Electron microscopic visualization of anti-HLA-DR endocytosis of CD23. RPMI 8866 cells were labelled with IOB8 and goat anti-mouse IgG Fab, conjugated to 5 nm gold, followed by the anti-HLA-DR antibody CR3/43. Sections in (a), (b), (c), (e) and (f) were stained with uranyl acetate and lead citrate to enhance vesicle structure. The unstained section in (d) was used to confirm the presence of aggregated gold in the vesicles. (a) Sample kept on ice: small arrows point to surface molecules and to plasmalemmal pits. Samples incubated at 37° for 3·5 hr (b,c) or 10 hr (d–f). (b) Gold in plasmalemmal pits (small arrow) and an early endosome (large arrow); (c) gold-filled vesicle (large arrow) budding from plasmalemmal pit (small arrow); (d) aggregated gold particles (long thin arrows) in multivesicular cytoplasmic bodies, located in groups within the cell cytoplasm; (e,f) groups of multivesicular bodies containing aggregated gold (arrowheads). Some vesicles have a coiled rope motif (large arrowheads) and others do not (small arrowheads). C, cytoplasm; PM, plasma membrane: scale bars=250 nm.

Figure 7

Endocytosis induced by an antigen–IgE complex in RPMI 8866 cells. Cells were incubated with EBVCS1 and anti-mouse IgG (Fab′)₂-FITC, followed by NP-IgE and NP-BSA. Propidium iodide was used to label nuclei and highlight the cell structure. Cells were kept on ice (a) or incubated at 37° for 2 hr (b), 4 hr (c), or 6 hr (d). Controls included a sample incubated with IgE without NP-BSA (e) and NP-BSA without IgE (f) that were incubated at 37° for 2 hr.
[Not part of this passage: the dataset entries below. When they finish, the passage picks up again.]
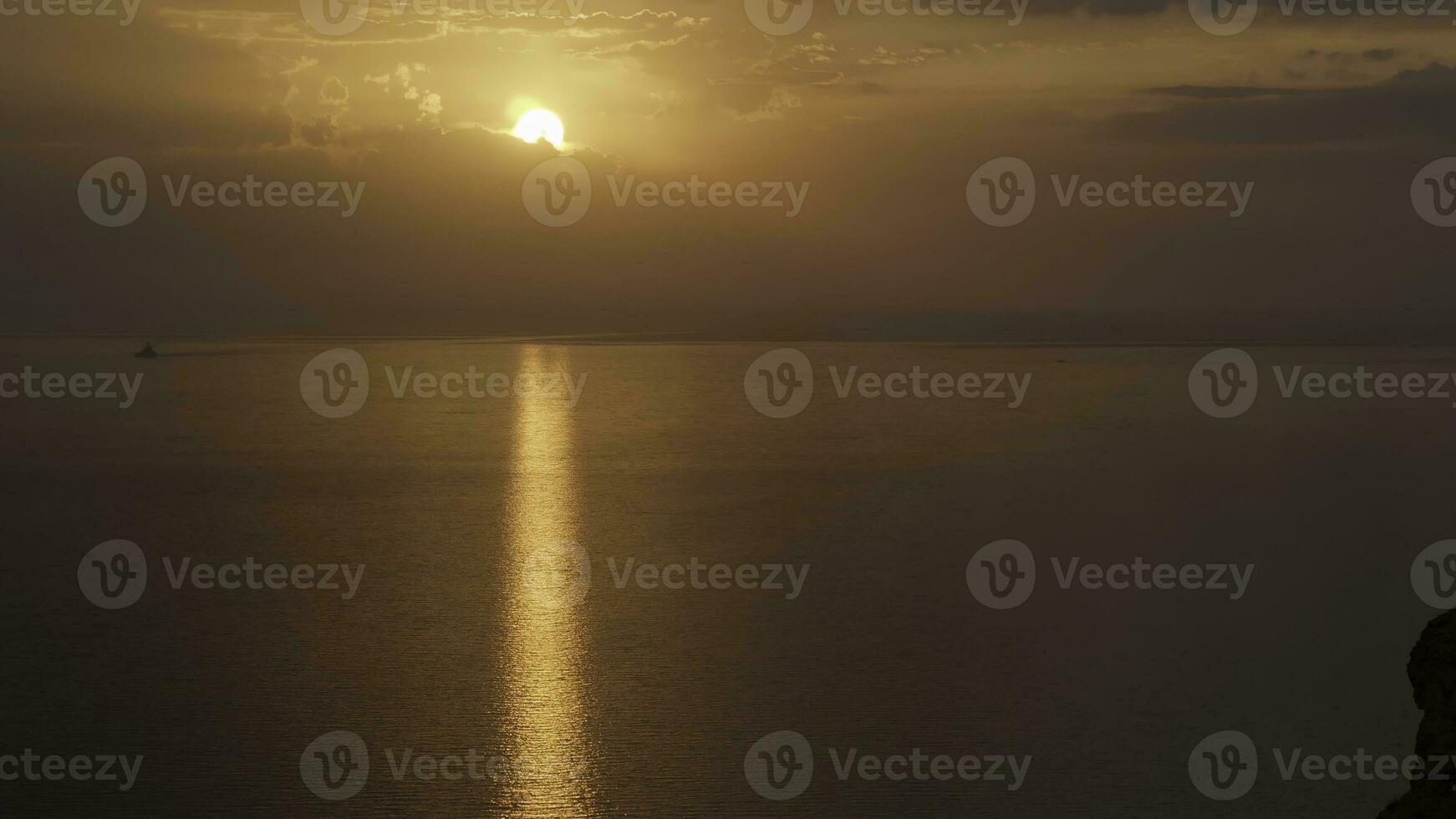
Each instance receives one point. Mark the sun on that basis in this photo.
(539, 124)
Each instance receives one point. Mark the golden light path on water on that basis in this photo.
(545, 640)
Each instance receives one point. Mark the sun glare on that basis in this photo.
(541, 124)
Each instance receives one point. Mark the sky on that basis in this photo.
(881, 124)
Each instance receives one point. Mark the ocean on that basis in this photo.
(606, 583)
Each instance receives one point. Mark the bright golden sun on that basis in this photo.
(541, 124)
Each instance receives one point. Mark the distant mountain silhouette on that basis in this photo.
(1433, 677)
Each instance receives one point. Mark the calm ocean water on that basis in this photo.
(472, 632)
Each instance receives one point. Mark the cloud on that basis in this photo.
(1414, 104)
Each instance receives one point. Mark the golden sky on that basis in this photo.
(886, 118)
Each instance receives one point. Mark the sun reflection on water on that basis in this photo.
(545, 636)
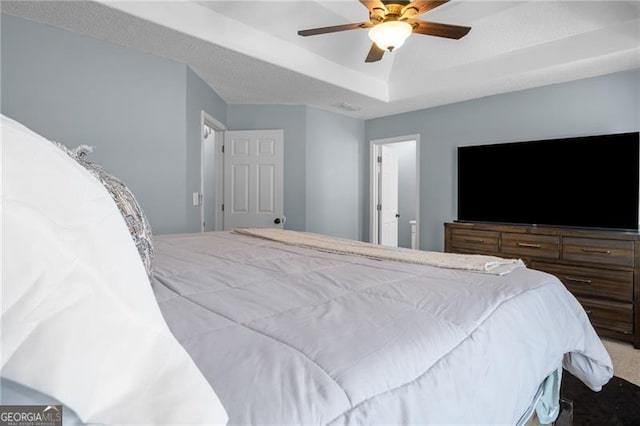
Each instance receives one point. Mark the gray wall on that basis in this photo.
(292, 119)
(606, 104)
(129, 105)
(200, 97)
(140, 112)
(335, 144)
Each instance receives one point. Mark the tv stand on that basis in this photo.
(600, 267)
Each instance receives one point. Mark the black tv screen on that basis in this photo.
(587, 182)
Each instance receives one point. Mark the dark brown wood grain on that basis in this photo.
(600, 267)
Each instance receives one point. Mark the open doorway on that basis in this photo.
(211, 184)
(394, 191)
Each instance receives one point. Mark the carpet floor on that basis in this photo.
(617, 404)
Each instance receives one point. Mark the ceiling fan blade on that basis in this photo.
(418, 7)
(335, 28)
(439, 30)
(373, 4)
(375, 53)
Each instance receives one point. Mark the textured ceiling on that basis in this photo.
(249, 51)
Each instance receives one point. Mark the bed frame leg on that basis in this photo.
(565, 418)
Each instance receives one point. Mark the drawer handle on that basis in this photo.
(599, 251)
(577, 280)
(529, 245)
(474, 240)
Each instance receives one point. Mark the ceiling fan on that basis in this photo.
(391, 22)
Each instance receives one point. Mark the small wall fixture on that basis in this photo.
(390, 35)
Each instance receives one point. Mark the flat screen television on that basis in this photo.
(586, 182)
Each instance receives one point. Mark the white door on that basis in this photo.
(208, 179)
(253, 179)
(388, 193)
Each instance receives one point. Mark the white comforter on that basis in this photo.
(289, 335)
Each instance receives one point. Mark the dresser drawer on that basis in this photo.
(606, 252)
(592, 282)
(470, 240)
(541, 246)
(613, 316)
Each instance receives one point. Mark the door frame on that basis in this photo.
(374, 184)
(218, 129)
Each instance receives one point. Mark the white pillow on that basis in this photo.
(79, 319)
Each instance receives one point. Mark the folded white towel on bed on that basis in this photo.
(470, 262)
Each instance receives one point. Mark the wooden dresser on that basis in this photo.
(600, 267)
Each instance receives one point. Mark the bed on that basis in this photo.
(291, 334)
(255, 327)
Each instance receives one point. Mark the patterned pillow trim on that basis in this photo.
(133, 215)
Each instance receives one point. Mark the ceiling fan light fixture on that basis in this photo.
(390, 35)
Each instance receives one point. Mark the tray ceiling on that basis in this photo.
(249, 51)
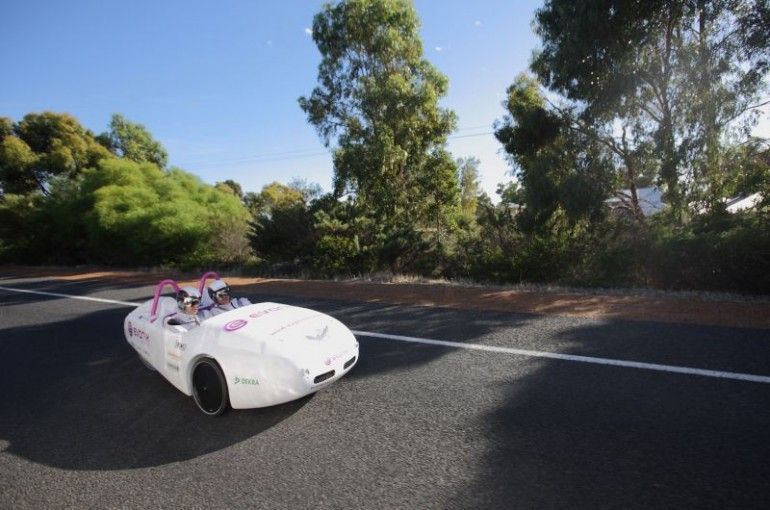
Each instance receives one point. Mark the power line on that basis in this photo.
(310, 153)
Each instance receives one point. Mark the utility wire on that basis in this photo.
(305, 153)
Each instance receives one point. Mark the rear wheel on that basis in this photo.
(210, 387)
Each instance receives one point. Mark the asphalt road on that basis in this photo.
(84, 424)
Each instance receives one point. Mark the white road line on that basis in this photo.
(70, 296)
(579, 359)
(491, 348)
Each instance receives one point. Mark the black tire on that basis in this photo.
(209, 387)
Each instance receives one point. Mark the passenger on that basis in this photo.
(219, 292)
(188, 299)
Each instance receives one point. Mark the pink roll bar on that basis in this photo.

Optical section thickness ∼ 1 µm.

Figure 8

Electrophoretic analysis of intracellular and extracellular ¹²⁵I-labelled CD23 from iodinated RPMI 8866 cells following endocytosis induced by anti-HLA DR. Cells were incubated with or without CR3/43 antibody for 18 hr at 37°. (a) Lane 1, CD23 from untreated control cells; lane 2, cells treated with CR3/43; lane 3, untreated control cells after acid washing; lane 4, cells treated with CR3/43 and subjected to acid washing. (b) Lane 1, CD23 from untreated control cells; lane 2, cells treated with CR3/43 antibody; lane 3, untreated control cells after chymotrypsin treatment; lane 4, cells incubated with CR3/43 after chymotrypsin treatment.